Agricultural Financial Advisor (AGFA) data from 2017 showed that the average farm lost $1.04 per hundredweight of milk produced. The USMCA trade deal may provide some additional market for U.S dairy products, but without supply management there is no guarantee that prices will come up to reduce the losses farmers are facing every day.
Von Ruden also noted that the USMCA fails to achieve two other important Fair Trade priorities. “First, the agreement does not provide for Country of Origin Labeling for U.S. meat products, which is supported by 90 percent of Americans,” said Von Ruden. “Second, the USMCA fails to eliminate the Investor-State Dispute Settlement (ISDS) mechanism. ISDS allows multinational corporations to overturn U.S. laws that might reduce their profits. ISDS prioritizes the profits of multinational corporations over the needs of U.S. citizens, and is a direct affront to U.S. sovereignty.”
 Notes on calculation:
The USDA reports the total value of U.S. Milk Production at $34,704,326,000 in 2016 and $38,114,004,000 in 2017. http://usda.mannlib.cornell.edu/MannUsda/viewDocumentInfo.do?documentID=1105
Averaging the values for 2016 and 2017 yields $36,409,165,000.

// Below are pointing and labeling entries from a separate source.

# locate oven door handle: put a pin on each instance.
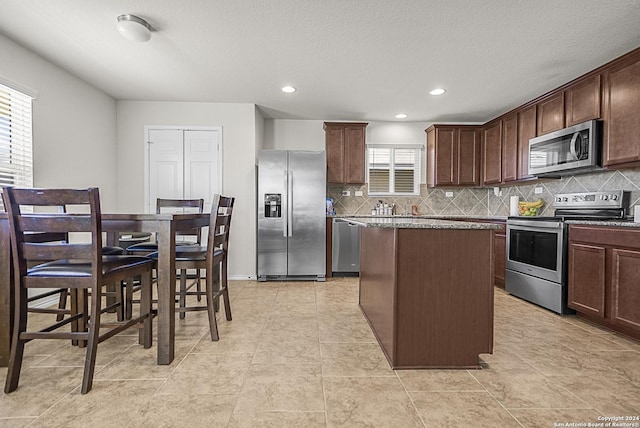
(533, 225)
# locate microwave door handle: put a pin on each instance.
(575, 140)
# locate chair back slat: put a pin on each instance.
(55, 223)
(220, 223)
(24, 223)
(55, 251)
(51, 197)
(183, 205)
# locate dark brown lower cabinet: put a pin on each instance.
(428, 294)
(499, 257)
(604, 276)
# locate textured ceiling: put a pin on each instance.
(349, 59)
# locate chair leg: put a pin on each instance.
(183, 291)
(94, 336)
(80, 305)
(212, 282)
(198, 285)
(145, 336)
(127, 290)
(17, 344)
(225, 291)
(62, 303)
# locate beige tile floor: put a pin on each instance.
(300, 354)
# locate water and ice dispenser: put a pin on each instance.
(273, 205)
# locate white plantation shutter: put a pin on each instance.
(379, 170)
(394, 170)
(16, 156)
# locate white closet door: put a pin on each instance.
(202, 178)
(166, 165)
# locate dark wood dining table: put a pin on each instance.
(163, 225)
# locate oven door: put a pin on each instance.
(536, 248)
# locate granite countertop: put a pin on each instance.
(433, 217)
(609, 223)
(417, 223)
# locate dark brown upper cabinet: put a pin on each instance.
(622, 112)
(510, 147)
(345, 147)
(551, 113)
(583, 100)
(453, 155)
(492, 153)
(527, 119)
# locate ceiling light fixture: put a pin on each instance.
(134, 28)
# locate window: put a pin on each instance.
(16, 163)
(393, 170)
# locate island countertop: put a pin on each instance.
(417, 223)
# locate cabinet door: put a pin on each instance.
(492, 154)
(354, 155)
(587, 265)
(443, 150)
(468, 163)
(625, 284)
(334, 145)
(510, 148)
(526, 131)
(583, 100)
(551, 114)
(622, 104)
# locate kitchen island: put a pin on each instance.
(426, 289)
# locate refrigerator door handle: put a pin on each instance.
(286, 204)
(290, 204)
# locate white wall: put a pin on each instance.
(238, 122)
(74, 124)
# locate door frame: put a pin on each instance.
(148, 208)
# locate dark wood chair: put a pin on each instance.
(188, 237)
(77, 264)
(212, 258)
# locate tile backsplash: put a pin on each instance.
(484, 201)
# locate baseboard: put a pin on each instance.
(242, 277)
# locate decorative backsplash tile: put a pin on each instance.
(484, 201)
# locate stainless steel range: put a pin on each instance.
(537, 246)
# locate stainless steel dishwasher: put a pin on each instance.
(345, 252)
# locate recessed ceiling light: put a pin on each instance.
(134, 28)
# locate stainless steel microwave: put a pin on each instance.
(568, 151)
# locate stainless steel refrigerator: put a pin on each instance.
(291, 214)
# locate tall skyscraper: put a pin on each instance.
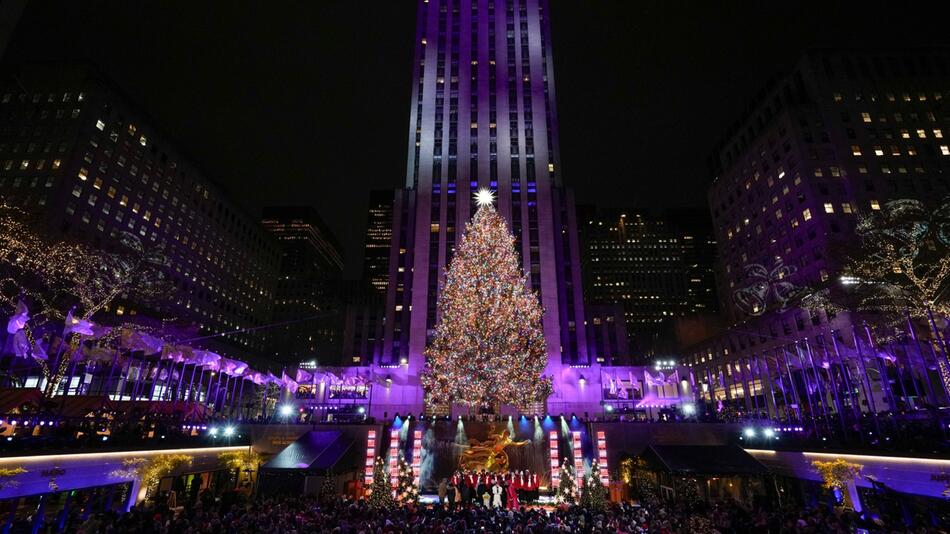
(92, 165)
(379, 234)
(657, 267)
(306, 298)
(483, 116)
(836, 139)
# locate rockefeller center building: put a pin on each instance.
(839, 139)
(483, 115)
(78, 155)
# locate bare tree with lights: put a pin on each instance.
(66, 284)
(489, 347)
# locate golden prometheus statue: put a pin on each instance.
(489, 455)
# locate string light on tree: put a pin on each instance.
(484, 197)
(489, 346)
(406, 490)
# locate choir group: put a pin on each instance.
(495, 490)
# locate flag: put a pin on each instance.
(303, 376)
(19, 319)
(622, 390)
(79, 326)
(288, 382)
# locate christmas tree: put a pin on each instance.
(328, 490)
(567, 488)
(381, 494)
(489, 346)
(406, 491)
(594, 494)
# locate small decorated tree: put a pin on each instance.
(594, 493)
(838, 474)
(8, 476)
(567, 488)
(328, 488)
(381, 495)
(151, 472)
(243, 461)
(406, 491)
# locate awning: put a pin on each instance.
(12, 399)
(703, 460)
(317, 450)
(76, 406)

$560,000,000 divided by $36,409,165,000 equals 0.01538, or approximately 1.5%.
In actuality, this figure probably over-states the value of the new Canadian market access relative to the value of U.S. dairy production. The statistic used as the denominator above is “total value of U.S. Milk Production,” which measures farmgate prices. The total value of U.S. finished dairy products is likely several times higher than the farmgate price. If the total value of finished dairy products were used as the denominator, the 1.5% figure would be even lower. Unfortunately, USDA does not publish the total value of U.S. finished dairy products.